Former Collingwood captain Nick Maxwell says being an AFL player is a 24/7 occupation, as he prepares to play the final milestone game of a career that has generated contrasting opinions.
The Magpies’ 2010 premiership-winning captain will chalk up his 200th appearance on Saturday when the Magpies meet the Sydney Swans at ANZ Stadium.
Few AFL players seem to polarise opinion more than Maxwell, who doesn’t seem to get the universal admiration usually bestowed on a premiership-winning skipper.
The divergence of opinions about him was summed up by comments made to him by someone six months ago that have remained embedded in his mind.
“They said if someone thinks you’re no good or you haven’t played well or you shouldn’t be playing AFL, that’s one opinion,” Maxwell said.
On the flip side, Maxwell has earned plaudits from several AFL luminaries, including Mick Malthouse, Nathan Buckley and Robert Harvey.

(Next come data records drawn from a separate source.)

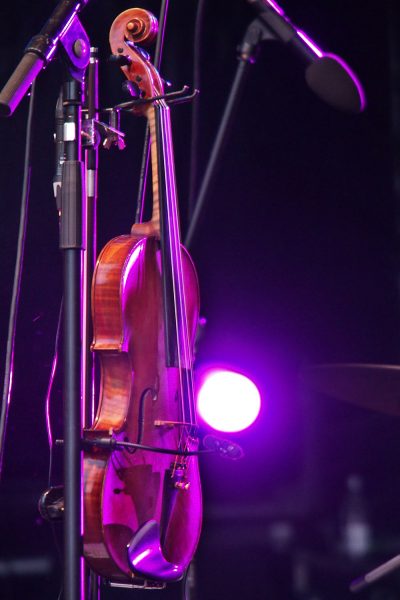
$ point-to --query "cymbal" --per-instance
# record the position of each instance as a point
(375, 387)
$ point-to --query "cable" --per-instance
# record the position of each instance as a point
(12, 323)
(146, 145)
(194, 137)
(49, 390)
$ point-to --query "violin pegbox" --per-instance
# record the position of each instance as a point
(132, 28)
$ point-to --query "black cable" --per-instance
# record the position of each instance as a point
(144, 168)
(114, 444)
(195, 123)
(48, 393)
(19, 260)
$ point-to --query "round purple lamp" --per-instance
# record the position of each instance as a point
(227, 400)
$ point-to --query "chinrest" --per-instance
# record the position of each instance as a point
(145, 556)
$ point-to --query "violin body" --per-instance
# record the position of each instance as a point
(123, 491)
(142, 500)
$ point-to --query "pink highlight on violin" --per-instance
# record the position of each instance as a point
(228, 401)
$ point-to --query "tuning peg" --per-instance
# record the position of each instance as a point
(122, 60)
(131, 88)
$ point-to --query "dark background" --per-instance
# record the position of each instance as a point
(297, 257)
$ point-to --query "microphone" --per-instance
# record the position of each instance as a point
(59, 150)
(225, 448)
(327, 75)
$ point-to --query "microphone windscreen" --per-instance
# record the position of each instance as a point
(334, 82)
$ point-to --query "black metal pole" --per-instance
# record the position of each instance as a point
(71, 244)
(255, 33)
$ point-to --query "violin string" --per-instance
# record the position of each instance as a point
(183, 333)
(159, 114)
(183, 323)
(177, 271)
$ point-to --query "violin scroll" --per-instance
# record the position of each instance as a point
(132, 27)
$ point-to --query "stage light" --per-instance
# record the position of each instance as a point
(227, 400)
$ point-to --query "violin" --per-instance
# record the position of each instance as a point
(142, 504)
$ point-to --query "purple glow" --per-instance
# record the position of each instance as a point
(312, 45)
(276, 7)
(228, 401)
(354, 78)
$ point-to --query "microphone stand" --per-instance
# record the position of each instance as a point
(256, 33)
(64, 28)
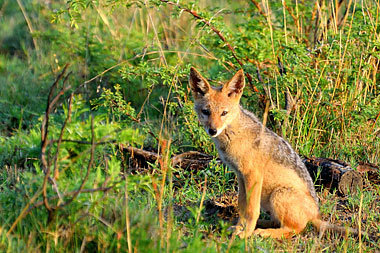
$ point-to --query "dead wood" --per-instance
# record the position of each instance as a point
(330, 173)
(334, 174)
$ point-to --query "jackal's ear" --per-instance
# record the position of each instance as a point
(236, 85)
(199, 85)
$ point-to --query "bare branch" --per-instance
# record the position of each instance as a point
(220, 35)
(89, 166)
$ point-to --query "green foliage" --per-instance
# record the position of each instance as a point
(131, 60)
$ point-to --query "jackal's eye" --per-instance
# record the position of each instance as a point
(206, 112)
(224, 113)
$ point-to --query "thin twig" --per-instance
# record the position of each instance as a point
(259, 8)
(220, 35)
(68, 118)
(89, 166)
(44, 134)
(28, 23)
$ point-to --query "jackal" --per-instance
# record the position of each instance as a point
(270, 173)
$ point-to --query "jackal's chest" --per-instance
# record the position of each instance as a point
(233, 151)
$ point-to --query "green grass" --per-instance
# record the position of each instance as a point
(129, 64)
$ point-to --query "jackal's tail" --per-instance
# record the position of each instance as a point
(323, 226)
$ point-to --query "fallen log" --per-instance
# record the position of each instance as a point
(330, 173)
(334, 174)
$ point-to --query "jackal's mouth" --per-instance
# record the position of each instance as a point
(213, 132)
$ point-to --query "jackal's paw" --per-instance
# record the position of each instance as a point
(240, 231)
(236, 230)
(262, 232)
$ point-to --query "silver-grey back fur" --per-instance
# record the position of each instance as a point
(281, 151)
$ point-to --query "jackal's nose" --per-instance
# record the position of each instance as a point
(212, 131)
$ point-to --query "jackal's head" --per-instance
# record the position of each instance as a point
(216, 107)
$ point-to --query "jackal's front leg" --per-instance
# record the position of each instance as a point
(249, 203)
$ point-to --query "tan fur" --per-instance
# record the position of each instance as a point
(270, 174)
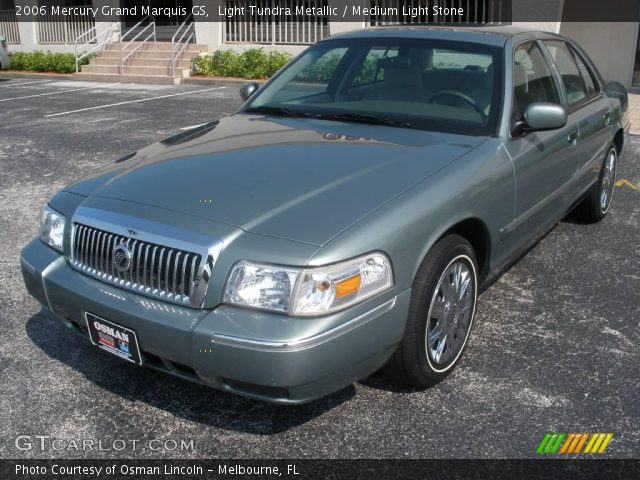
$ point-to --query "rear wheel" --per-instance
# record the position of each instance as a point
(597, 201)
(441, 313)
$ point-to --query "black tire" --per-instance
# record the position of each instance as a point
(591, 209)
(411, 363)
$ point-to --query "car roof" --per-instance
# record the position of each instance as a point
(489, 35)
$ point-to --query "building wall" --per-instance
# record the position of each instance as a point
(611, 46)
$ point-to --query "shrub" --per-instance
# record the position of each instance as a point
(39, 61)
(252, 64)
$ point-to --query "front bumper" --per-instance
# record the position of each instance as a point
(238, 350)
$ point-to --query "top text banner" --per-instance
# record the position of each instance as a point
(366, 12)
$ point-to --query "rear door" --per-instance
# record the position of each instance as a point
(586, 105)
(544, 162)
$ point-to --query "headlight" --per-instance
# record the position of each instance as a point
(52, 228)
(311, 291)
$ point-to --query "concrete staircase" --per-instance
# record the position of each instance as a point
(150, 64)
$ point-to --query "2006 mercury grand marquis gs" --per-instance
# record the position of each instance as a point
(343, 219)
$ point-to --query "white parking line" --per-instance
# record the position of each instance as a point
(24, 83)
(52, 93)
(133, 101)
(192, 126)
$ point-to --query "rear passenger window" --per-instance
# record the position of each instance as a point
(532, 79)
(587, 76)
(575, 75)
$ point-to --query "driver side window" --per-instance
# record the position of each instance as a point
(532, 79)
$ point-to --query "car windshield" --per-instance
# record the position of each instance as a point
(423, 84)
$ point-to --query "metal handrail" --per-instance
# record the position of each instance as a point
(113, 27)
(187, 25)
(152, 25)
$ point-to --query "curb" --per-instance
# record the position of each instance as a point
(218, 81)
(47, 76)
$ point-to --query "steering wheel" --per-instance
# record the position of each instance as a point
(461, 96)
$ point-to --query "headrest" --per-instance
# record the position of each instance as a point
(520, 78)
(400, 70)
(488, 78)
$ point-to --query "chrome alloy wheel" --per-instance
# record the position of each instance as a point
(608, 180)
(451, 313)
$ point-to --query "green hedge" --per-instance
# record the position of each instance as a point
(40, 61)
(252, 64)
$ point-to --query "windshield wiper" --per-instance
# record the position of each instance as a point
(281, 111)
(363, 118)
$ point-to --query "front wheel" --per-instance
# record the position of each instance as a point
(595, 205)
(441, 313)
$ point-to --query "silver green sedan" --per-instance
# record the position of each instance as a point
(343, 220)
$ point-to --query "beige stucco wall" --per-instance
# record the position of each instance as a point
(610, 45)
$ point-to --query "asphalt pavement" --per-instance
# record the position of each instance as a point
(554, 346)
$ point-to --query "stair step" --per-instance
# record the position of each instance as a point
(110, 77)
(132, 70)
(140, 62)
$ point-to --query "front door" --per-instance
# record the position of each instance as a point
(587, 106)
(544, 162)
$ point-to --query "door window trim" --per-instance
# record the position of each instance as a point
(588, 99)
(557, 81)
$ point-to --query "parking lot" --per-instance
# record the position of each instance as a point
(554, 347)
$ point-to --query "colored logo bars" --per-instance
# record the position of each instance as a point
(574, 443)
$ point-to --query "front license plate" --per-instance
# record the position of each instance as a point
(113, 338)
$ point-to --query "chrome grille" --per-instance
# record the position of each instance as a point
(156, 270)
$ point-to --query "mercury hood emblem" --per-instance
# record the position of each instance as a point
(122, 257)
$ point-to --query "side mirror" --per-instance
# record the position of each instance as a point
(541, 116)
(617, 90)
(247, 90)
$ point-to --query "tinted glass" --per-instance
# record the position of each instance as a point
(423, 84)
(532, 79)
(572, 77)
(586, 74)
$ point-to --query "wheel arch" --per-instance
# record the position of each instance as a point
(476, 232)
(618, 140)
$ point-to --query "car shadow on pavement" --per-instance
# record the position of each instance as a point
(179, 397)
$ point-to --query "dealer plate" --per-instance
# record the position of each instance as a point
(113, 338)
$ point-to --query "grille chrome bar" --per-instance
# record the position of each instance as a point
(159, 271)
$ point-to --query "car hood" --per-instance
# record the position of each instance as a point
(300, 179)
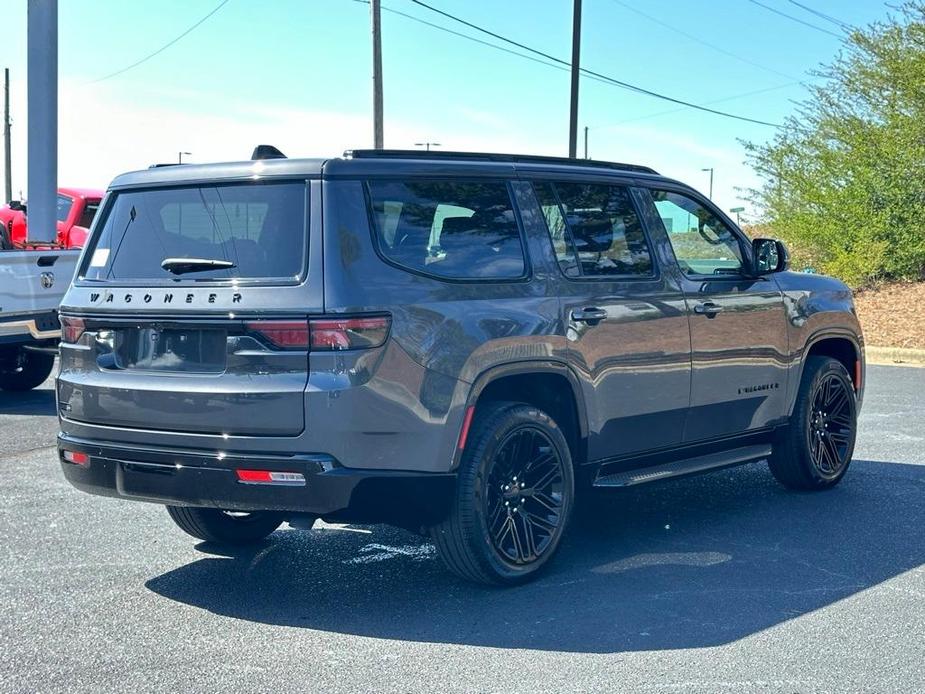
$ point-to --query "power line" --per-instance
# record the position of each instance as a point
(532, 59)
(162, 48)
(709, 103)
(608, 79)
(467, 37)
(822, 15)
(699, 40)
(796, 19)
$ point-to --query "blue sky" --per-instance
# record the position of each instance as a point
(296, 73)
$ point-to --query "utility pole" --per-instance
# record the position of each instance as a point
(42, 103)
(377, 74)
(576, 67)
(7, 124)
(711, 181)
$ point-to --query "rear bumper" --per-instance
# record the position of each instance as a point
(209, 479)
(30, 327)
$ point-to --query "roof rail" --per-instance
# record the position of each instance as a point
(490, 156)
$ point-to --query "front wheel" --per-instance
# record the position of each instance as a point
(514, 496)
(225, 527)
(816, 448)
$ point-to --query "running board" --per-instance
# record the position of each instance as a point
(690, 466)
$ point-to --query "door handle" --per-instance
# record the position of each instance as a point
(708, 309)
(589, 314)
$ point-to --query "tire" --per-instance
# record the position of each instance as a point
(26, 370)
(510, 511)
(814, 451)
(215, 525)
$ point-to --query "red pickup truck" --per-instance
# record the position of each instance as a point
(76, 209)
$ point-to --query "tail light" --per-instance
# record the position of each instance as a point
(71, 329)
(324, 334)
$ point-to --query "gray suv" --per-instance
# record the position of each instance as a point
(451, 343)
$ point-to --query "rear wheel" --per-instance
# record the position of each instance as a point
(514, 495)
(815, 450)
(22, 369)
(225, 527)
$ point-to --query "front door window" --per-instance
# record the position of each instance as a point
(702, 243)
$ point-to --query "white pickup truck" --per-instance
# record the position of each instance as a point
(32, 284)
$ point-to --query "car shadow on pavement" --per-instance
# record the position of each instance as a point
(691, 563)
(30, 402)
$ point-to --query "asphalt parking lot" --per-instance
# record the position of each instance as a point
(724, 582)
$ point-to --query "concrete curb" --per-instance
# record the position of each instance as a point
(895, 355)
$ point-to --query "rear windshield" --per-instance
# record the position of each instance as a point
(254, 231)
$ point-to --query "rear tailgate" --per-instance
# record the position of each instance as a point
(219, 351)
(32, 284)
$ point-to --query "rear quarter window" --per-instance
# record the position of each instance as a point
(457, 230)
(259, 228)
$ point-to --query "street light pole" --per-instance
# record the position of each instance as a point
(42, 106)
(7, 123)
(737, 210)
(711, 181)
(576, 60)
(377, 74)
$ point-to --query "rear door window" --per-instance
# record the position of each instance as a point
(595, 230)
(452, 229)
(260, 229)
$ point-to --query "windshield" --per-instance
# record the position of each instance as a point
(255, 231)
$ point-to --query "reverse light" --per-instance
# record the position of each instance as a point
(331, 334)
(290, 479)
(323, 334)
(76, 458)
(71, 329)
(284, 334)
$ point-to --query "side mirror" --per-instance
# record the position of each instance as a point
(769, 255)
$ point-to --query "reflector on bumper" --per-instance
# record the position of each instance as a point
(291, 479)
(76, 457)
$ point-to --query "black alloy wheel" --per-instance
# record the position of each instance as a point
(524, 495)
(814, 451)
(830, 427)
(514, 495)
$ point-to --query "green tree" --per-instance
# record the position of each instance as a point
(843, 182)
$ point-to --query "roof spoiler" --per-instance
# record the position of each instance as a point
(266, 152)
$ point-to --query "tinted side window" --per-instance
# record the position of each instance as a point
(558, 230)
(702, 243)
(259, 228)
(86, 217)
(64, 207)
(603, 230)
(453, 229)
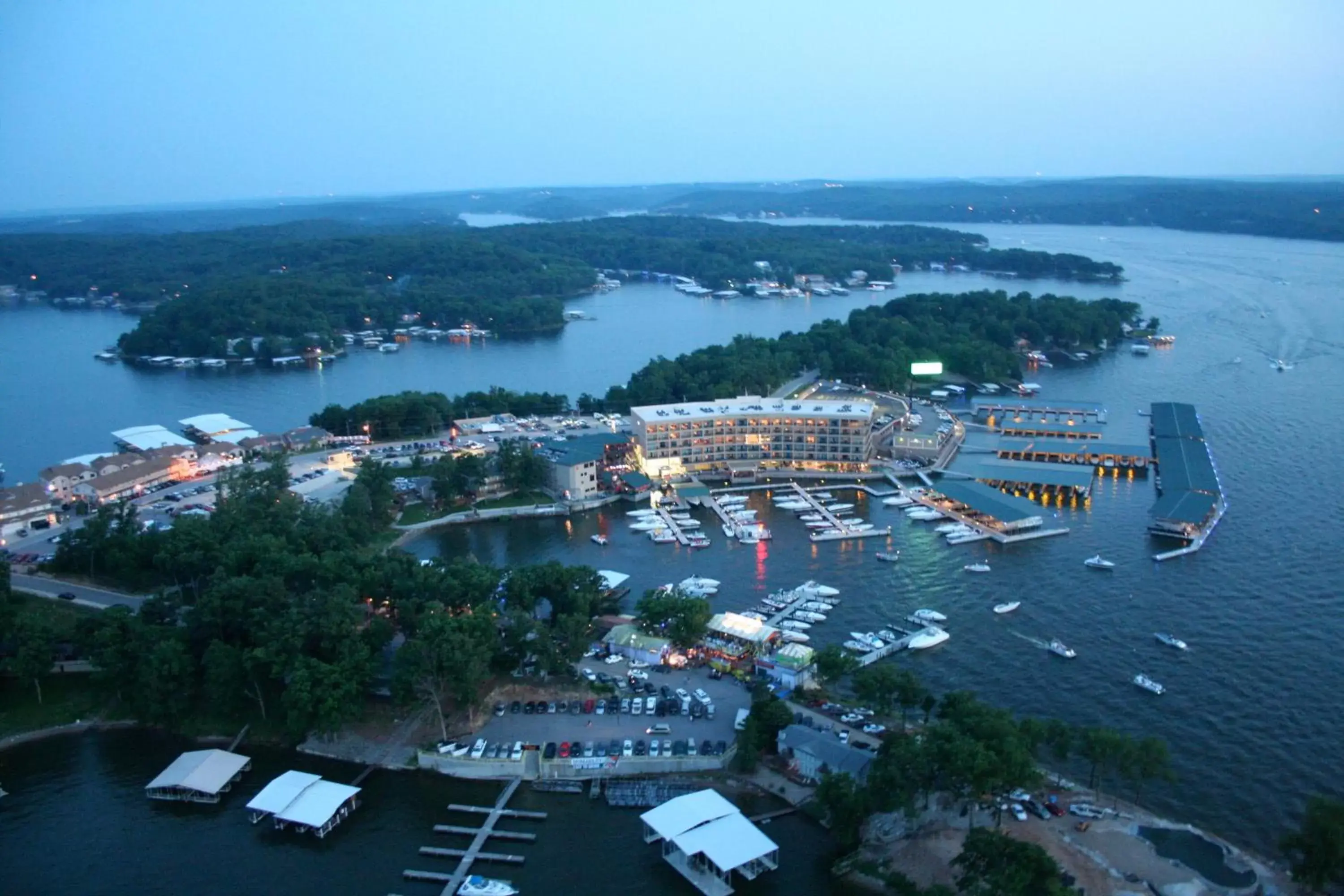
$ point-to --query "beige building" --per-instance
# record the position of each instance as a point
(762, 433)
(131, 481)
(62, 478)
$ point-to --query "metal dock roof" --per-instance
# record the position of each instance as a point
(1175, 420)
(1004, 508)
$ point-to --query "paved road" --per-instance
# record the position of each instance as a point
(85, 595)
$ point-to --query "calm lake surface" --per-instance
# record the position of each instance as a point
(1250, 711)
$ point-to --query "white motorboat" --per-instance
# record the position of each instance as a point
(1171, 641)
(1148, 684)
(478, 886)
(929, 637)
(1061, 649)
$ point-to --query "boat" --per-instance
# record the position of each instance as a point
(1171, 641)
(1061, 649)
(1148, 684)
(929, 637)
(478, 886)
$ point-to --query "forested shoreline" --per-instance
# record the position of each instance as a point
(296, 287)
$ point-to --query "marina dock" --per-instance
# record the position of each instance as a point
(475, 852)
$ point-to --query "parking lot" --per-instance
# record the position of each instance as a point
(542, 728)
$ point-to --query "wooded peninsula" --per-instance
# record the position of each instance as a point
(296, 287)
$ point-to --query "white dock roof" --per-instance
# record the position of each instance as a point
(679, 816)
(148, 437)
(281, 792)
(202, 770)
(728, 843)
(318, 804)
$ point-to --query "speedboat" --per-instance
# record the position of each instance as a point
(929, 637)
(478, 886)
(1171, 641)
(1061, 649)
(1148, 684)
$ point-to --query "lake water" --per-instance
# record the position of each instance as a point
(1250, 711)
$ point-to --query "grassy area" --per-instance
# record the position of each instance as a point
(518, 499)
(421, 512)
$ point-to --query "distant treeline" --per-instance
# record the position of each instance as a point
(295, 287)
(975, 335)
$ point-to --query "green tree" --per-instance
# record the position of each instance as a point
(994, 864)
(1316, 848)
(34, 650)
(674, 616)
(834, 663)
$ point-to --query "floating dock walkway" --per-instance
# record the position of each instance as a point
(475, 852)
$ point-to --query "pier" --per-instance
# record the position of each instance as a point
(475, 852)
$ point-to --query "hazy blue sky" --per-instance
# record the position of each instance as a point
(127, 101)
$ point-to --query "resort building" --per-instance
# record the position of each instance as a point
(811, 754)
(706, 839)
(753, 433)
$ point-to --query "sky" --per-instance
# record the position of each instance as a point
(132, 103)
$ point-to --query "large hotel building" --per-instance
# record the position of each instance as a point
(753, 433)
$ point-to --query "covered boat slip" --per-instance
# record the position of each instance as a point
(198, 777)
(1092, 452)
(1043, 410)
(304, 801)
(706, 839)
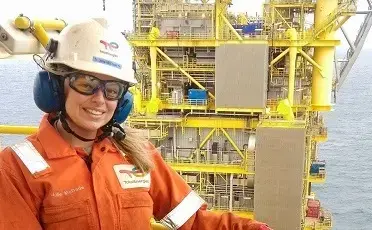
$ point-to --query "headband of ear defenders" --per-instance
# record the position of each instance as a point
(48, 96)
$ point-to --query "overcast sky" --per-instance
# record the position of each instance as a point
(120, 11)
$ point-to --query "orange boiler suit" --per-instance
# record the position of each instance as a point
(46, 184)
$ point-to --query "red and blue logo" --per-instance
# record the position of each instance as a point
(134, 172)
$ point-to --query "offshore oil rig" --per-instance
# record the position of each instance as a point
(234, 102)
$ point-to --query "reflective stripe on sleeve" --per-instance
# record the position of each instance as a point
(30, 157)
(184, 210)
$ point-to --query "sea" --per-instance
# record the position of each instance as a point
(347, 192)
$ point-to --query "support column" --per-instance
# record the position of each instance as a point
(322, 81)
(292, 65)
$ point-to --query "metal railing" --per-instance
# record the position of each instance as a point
(206, 157)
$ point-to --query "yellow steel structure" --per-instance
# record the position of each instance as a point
(300, 80)
(38, 27)
(213, 147)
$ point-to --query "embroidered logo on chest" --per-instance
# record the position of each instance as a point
(130, 177)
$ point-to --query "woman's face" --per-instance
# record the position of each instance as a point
(88, 113)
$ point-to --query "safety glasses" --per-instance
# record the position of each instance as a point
(88, 85)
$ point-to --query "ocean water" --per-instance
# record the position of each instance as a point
(348, 153)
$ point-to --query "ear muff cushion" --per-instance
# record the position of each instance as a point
(124, 108)
(47, 92)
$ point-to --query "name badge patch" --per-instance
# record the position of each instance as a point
(130, 177)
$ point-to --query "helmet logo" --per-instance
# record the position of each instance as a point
(112, 46)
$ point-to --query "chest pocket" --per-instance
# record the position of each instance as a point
(68, 216)
(135, 210)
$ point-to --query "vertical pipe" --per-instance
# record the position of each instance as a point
(231, 198)
(217, 18)
(292, 65)
(154, 89)
(322, 81)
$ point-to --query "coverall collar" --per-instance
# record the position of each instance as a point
(56, 147)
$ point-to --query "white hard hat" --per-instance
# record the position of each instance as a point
(90, 46)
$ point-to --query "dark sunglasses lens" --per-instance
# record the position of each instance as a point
(114, 90)
(84, 84)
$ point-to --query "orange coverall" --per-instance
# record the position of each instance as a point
(56, 190)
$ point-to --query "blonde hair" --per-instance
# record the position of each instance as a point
(136, 147)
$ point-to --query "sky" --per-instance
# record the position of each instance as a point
(119, 12)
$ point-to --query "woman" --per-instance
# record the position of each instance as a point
(81, 170)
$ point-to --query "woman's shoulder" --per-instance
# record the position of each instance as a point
(13, 157)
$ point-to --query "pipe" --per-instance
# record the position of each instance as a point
(279, 57)
(184, 72)
(322, 84)
(231, 28)
(231, 194)
(292, 65)
(154, 89)
(352, 46)
(309, 59)
(232, 142)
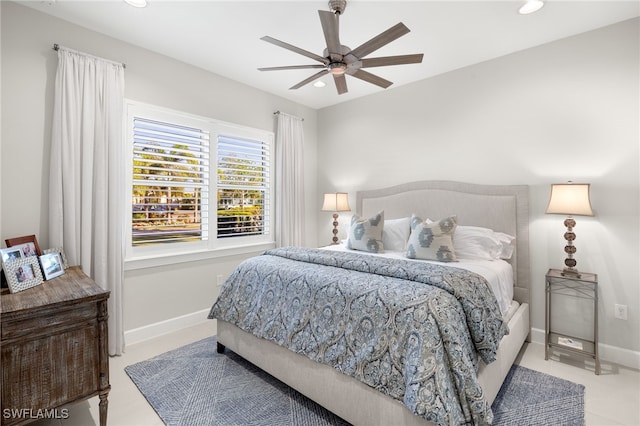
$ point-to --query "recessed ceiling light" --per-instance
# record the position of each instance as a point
(531, 6)
(136, 3)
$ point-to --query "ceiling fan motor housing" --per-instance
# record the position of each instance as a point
(337, 6)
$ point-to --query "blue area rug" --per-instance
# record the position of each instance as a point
(195, 386)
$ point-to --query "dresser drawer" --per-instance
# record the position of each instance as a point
(47, 321)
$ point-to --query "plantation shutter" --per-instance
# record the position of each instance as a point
(243, 186)
(170, 182)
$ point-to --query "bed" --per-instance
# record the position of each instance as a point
(500, 208)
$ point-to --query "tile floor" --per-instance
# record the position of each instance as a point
(612, 398)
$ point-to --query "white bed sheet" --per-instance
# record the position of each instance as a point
(498, 272)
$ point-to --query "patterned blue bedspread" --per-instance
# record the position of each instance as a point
(411, 330)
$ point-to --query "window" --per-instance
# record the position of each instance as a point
(170, 183)
(243, 186)
(196, 183)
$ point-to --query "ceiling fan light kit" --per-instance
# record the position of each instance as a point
(339, 60)
(531, 6)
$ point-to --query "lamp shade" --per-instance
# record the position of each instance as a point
(336, 202)
(570, 199)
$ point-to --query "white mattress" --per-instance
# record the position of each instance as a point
(498, 273)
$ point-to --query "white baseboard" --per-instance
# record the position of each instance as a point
(609, 353)
(171, 325)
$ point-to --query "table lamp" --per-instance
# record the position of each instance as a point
(570, 199)
(336, 202)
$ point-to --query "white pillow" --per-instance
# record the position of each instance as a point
(432, 240)
(366, 234)
(396, 233)
(474, 242)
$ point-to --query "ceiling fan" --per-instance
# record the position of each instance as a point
(339, 60)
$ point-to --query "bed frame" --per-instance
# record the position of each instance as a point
(499, 207)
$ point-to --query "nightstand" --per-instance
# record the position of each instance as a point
(585, 287)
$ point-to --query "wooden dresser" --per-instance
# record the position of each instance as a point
(54, 348)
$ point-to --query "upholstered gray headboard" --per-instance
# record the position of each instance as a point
(502, 208)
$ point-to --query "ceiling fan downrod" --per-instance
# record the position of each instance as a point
(337, 6)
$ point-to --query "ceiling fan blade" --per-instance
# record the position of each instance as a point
(371, 78)
(392, 60)
(341, 83)
(331, 29)
(292, 67)
(380, 40)
(295, 49)
(309, 80)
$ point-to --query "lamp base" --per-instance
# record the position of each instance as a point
(570, 272)
(334, 240)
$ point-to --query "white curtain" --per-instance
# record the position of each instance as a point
(289, 181)
(85, 185)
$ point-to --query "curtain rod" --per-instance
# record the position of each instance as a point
(57, 47)
(280, 112)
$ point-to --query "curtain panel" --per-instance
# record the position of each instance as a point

“They are all of the other opinion that you’re pretty good and you’ve been able to play your role for the team.
“So one of them is right and one of them wrong.”
Maxwell felt players needed to be strong to carve out a long career due to the constant scrutiny that is part of the modern game.
“The way that players have to go about it these days, it’s a 24/7 job and I know how hard it is on all of the guys mentally and physically,” Maxwell said.
“We’ve seen that this week with Dayle Garlett, walking away from the game.
“It takes players that are immensely strong to be able to play for a long time, to be able to play a role, particularly with the different criticisms that come your way these days.
Maxwell recalled an incident early in his career that represented a turning point.
“I ran back with the flight (of the ball) and got cleaned up by Alastair Lynch and at the time I thought I was dead,” Maxwell said.
“I realised I was OK and got up, and to have James Clement and Shane Wakelin and Presti (Simon Prestigiacomo) all come to me and pat me on the head and say, ‘That’s great’.
“That was something that stays in my memory. To want to do it more, to put your body on the line for your teammates even more.”